The person responsible for changing stage sets must have gone home following this opening performance of Strong Poison, and taken a bath in Absorbine Jr., their aching muscles desperately needing some type of pain relief.
On Oct. 22, the Manitoba Theatre Centre opened its 2009-10 season, thus resuscitating Canada’s oldest regional theatre after its summer of dormancy, belying the belief that flowers bloom only in spring.
Strong Poison is part of a series of plays that playwright Frances Limoncelli adapted from Dorothy Sayer novels, each of them centering around Lord Peter Wimsey’s exploits.
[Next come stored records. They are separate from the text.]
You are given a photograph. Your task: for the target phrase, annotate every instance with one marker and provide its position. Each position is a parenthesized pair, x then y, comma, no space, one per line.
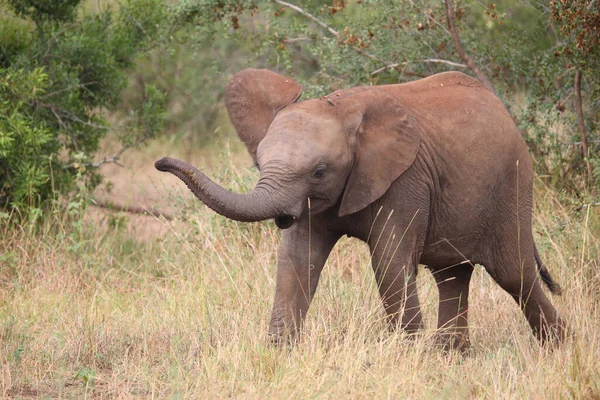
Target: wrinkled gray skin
(432,172)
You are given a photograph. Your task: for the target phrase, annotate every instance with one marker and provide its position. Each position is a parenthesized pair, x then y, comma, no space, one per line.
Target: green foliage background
(68,67)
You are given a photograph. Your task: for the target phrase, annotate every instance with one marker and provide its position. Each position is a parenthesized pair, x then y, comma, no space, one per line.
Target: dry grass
(182,312)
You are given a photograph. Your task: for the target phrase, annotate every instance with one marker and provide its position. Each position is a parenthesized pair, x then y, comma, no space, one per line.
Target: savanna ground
(130,306)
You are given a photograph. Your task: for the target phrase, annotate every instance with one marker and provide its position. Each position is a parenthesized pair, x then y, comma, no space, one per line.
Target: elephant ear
(387,138)
(253,98)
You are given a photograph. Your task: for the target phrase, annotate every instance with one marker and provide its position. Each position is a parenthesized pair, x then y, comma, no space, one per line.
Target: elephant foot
(552,334)
(453,341)
(281,334)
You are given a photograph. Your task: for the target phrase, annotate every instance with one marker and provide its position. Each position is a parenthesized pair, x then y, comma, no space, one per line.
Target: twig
(294,40)
(114,159)
(579,143)
(324,25)
(428,60)
(309,16)
(81,85)
(461,52)
(581,124)
(131,209)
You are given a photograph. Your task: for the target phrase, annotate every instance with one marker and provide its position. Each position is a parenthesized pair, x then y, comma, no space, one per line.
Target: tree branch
(327,27)
(461,52)
(131,209)
(581,124)
(427,60)
(309,16)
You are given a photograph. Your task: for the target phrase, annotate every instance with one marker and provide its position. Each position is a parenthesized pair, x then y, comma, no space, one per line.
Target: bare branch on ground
(131,209)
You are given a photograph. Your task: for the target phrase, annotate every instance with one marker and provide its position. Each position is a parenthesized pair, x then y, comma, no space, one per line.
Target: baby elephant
(432,171)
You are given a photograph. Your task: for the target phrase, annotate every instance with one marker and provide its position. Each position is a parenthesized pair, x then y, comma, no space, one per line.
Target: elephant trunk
(257,205)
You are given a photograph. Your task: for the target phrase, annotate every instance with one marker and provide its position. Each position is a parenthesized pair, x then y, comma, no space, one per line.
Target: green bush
(61,69)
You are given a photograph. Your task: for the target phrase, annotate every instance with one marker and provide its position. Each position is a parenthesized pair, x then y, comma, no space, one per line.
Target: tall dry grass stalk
(100,313)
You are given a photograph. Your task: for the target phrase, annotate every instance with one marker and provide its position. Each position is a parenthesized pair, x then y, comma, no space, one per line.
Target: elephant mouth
(285,221)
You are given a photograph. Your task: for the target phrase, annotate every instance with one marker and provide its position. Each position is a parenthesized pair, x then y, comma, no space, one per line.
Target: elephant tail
(545,274)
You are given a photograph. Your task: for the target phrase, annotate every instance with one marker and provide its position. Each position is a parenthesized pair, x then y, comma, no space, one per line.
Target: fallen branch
(131,209)
(461,52)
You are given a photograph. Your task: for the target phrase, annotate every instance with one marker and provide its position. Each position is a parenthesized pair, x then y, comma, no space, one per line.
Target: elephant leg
(395,274)
(453,325)
(520,278)
(302,255)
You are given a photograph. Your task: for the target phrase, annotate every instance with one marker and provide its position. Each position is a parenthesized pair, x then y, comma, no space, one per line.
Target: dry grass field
(132,306)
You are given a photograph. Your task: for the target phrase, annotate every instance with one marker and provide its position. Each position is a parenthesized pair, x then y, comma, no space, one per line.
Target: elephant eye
(319,173)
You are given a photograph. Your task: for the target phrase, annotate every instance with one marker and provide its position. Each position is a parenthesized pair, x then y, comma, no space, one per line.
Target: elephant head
(343,150)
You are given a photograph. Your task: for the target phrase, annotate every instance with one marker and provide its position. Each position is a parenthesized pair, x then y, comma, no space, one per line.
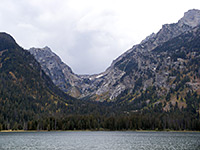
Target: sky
(88,34)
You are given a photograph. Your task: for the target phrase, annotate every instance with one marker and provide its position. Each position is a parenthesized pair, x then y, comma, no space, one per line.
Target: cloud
(89,34)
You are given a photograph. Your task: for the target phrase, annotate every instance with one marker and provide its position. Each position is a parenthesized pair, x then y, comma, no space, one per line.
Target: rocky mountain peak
(191,18)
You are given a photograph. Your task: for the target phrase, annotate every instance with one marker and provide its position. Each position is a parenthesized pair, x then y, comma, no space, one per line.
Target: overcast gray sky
(88,34)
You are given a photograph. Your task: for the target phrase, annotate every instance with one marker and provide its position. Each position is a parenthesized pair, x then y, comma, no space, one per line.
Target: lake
(99,140)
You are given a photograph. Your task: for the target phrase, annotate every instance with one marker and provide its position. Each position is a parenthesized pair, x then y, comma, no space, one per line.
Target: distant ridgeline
(153,86)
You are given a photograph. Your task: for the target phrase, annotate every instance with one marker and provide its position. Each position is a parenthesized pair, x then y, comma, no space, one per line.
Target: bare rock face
(138,68)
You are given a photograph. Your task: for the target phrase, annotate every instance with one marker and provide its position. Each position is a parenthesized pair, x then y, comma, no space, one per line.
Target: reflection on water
(87,140)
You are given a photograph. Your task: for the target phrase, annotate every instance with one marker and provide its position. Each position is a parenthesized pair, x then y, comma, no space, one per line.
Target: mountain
(140,68)
(27,94)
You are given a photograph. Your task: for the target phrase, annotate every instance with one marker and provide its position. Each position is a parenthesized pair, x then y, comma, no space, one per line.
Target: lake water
(100,140)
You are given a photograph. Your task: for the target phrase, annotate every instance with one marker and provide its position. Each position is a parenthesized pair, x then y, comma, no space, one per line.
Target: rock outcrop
(136,69)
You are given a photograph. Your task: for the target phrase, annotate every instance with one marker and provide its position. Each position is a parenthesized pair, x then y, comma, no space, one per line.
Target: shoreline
(21,131)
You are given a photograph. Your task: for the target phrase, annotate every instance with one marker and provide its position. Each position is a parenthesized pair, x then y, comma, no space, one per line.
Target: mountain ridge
(107,85)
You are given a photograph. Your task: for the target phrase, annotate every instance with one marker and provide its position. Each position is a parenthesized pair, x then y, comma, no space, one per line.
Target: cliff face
(142,66)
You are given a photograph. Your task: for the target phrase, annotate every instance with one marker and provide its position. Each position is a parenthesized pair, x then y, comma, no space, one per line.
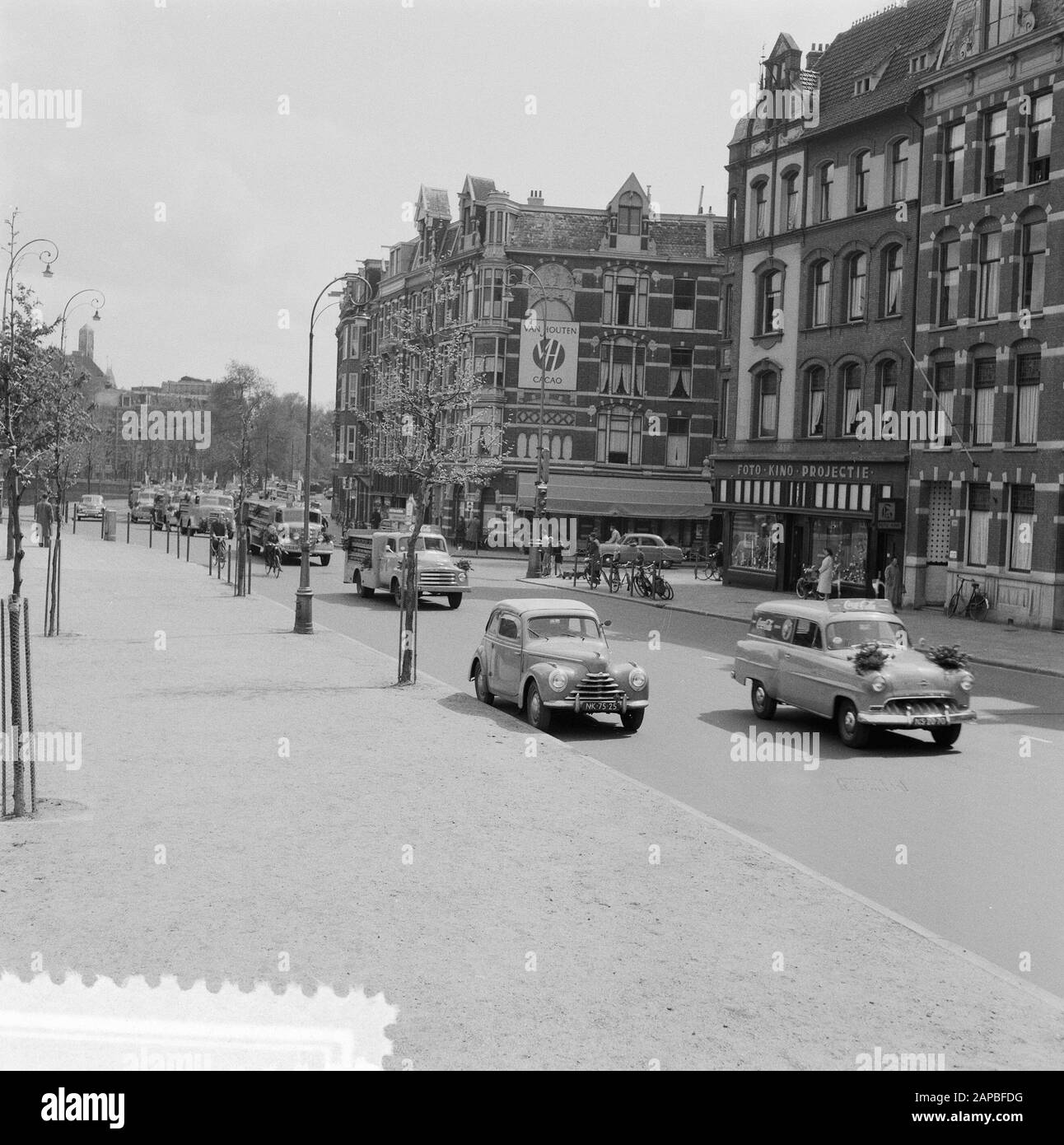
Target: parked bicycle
(706,567)
(977,604)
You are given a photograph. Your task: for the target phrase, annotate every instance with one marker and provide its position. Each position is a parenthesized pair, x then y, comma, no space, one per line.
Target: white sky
(180,105)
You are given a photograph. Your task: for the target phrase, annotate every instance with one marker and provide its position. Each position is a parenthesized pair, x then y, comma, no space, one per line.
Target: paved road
(984,848)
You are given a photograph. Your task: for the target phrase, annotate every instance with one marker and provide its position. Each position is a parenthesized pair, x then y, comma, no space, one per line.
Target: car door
(804,681)
(506,657)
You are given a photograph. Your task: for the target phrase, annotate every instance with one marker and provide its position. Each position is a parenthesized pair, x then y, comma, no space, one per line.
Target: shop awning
(605,496)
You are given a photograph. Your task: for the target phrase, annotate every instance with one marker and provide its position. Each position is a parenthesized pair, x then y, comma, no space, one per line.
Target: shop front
(779,517)
(679,511)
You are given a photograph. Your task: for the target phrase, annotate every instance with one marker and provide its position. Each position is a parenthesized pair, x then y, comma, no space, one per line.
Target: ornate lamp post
(532,322)
(96,302)
(305,593)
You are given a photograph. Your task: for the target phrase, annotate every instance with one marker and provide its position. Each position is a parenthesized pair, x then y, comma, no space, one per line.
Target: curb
(985,661)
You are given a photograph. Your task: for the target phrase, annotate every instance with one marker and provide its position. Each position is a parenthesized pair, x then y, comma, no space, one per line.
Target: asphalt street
(964,842)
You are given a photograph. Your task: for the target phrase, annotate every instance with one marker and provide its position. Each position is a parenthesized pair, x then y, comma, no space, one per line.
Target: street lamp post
(305,593)
(96,302)
(534,551)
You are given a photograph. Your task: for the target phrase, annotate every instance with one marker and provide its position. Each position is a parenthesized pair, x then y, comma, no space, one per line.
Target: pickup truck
(195,516)
(375,561)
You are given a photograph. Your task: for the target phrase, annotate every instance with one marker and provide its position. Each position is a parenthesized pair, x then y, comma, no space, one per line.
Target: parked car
(90,507)
(551,655)
(651,545)
(821,657)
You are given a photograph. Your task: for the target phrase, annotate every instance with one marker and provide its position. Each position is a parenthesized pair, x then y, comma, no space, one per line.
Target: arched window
(767,388)
(761,208)
(771,302)
(618,437)
(815,381)
(894,269)
(856,287)
(861,173)
(1034,273)
(899,171)
(947,264)
(990,267)
(827,178)
(850,376)
(887,385)
(630,214)
(820,293)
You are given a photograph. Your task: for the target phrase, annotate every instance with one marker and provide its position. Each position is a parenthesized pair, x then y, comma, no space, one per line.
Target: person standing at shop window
(826,575)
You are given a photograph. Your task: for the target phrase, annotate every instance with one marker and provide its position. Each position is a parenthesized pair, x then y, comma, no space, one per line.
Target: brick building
(991,313)
(824,190)
(631,301)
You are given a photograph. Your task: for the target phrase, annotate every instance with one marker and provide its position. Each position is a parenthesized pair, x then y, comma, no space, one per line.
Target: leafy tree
(422,419)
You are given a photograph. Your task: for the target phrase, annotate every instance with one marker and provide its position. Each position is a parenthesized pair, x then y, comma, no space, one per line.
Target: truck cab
(374,561)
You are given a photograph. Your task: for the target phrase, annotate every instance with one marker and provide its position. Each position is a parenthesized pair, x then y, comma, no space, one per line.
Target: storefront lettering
(806,472)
It opens with a judge (David Warburton) giving instructions to the jury in the murder trial of Harriet Vane (Miriam Smith) who stands accused of administering arsenic to her lover/partner Philip Boyes, both Vane and Boyes being writers — Boyes of murder mysteries.
As the poisoning occurred very close to the bitter separation of Vane and Boyes, Vane is a prime suspect. Apparently Boyes, a leader of the libertarian movement, had refused to marry Vane, claiming he did not believe in that institution. Apparently, the refusal to marry was merely a test of Vane’s devotion to him. When he did request Vane to marry him, she became insulted and broke off their affair. The case is nearing its conclusion with everyone believing, without doubt, that Vane was guilty. Everyone, that is, except for Sir Peter (Greg Ellwand) who, while watching the trial, has fallen in love with Vane.
This synopsis highlights an undercurrent to the play. The play is set in the 1920s when the suffragette movement was at its peak. Although never specifically mentioned, there are several strong references to feminist issues.
Kudos to director Steven Schipper, who has done a masterly job of directing this play. Kudos also to Judith Bowden, the set and costume designer, who lies luxuriating in her well-deserved Absorbine Jr. Bath. This is a play of soundbites, where the set changes every five minutes, or so it seems. Actors are still in the midst of reciting their lines while tables and chairs slide across behind them into position for the next scene, stage backdrops dropping like flies.
Do not be dismayed by the overacting that takes place in the opening. It will continue throughout the play. In an overhead comment, someone said “This is not a play of acting, but one of performing.” This may not necessarily be a correct statement, as there are some exceptional theatrical performances taking place, particularly by Ellwand, who rapidly endeared himself to the near full-house audience — but it is a correct observation. The opening scene clarifies why this is the case.
In the opening scene, the judge is sitting on the second level in a chair that near dwarfs him. Assembled below him, like chess pieces, are some of the main characters who are poised like mannequins. They are mannequins of their stereotyped roles indicating that you are about to watch a farce — and a very good farce at that.
There are several humorous (actually, outright hysterical) scenes — particularly the séance scene in the second act. Unfortunately, this otherwise exceptional scene was milked far too long for its comic value. It would have profited from being half its length.
Except for the actors playing the roles of Sir Peter and Ms Vane (Ellwand and Smith), each of the others is called upon to play several roles. They do so splendidly. Of particular note in this regard is Gordon Tanner who must be singled out for his foppish roles as Gerald Wimsey, brother of Sir Peter, as well as Sir Impey Biggs, Freddy Arbuthnot and Norman Urquhart; Marina Stephenson Kerr for her portrayals of the dowager duchess of Denver, Eilunid Price and Nurse Booth; and Terri Cherniack for hers of Miss Climpson, Nina Kropofky, Helen Wimsey and Mrs. Pettican.
This is a play to enjoy, not to inspire, as was evidently the audience’s perspective as they gave generously with their applause, but without a standing ovation. If you want to enjoy a light-hearted evening of good comic fare, Strong Poison is your choice.
Strong Poison runs until Nov. 14 at the John Hirsch Theatre (Mainstage) of the MTC.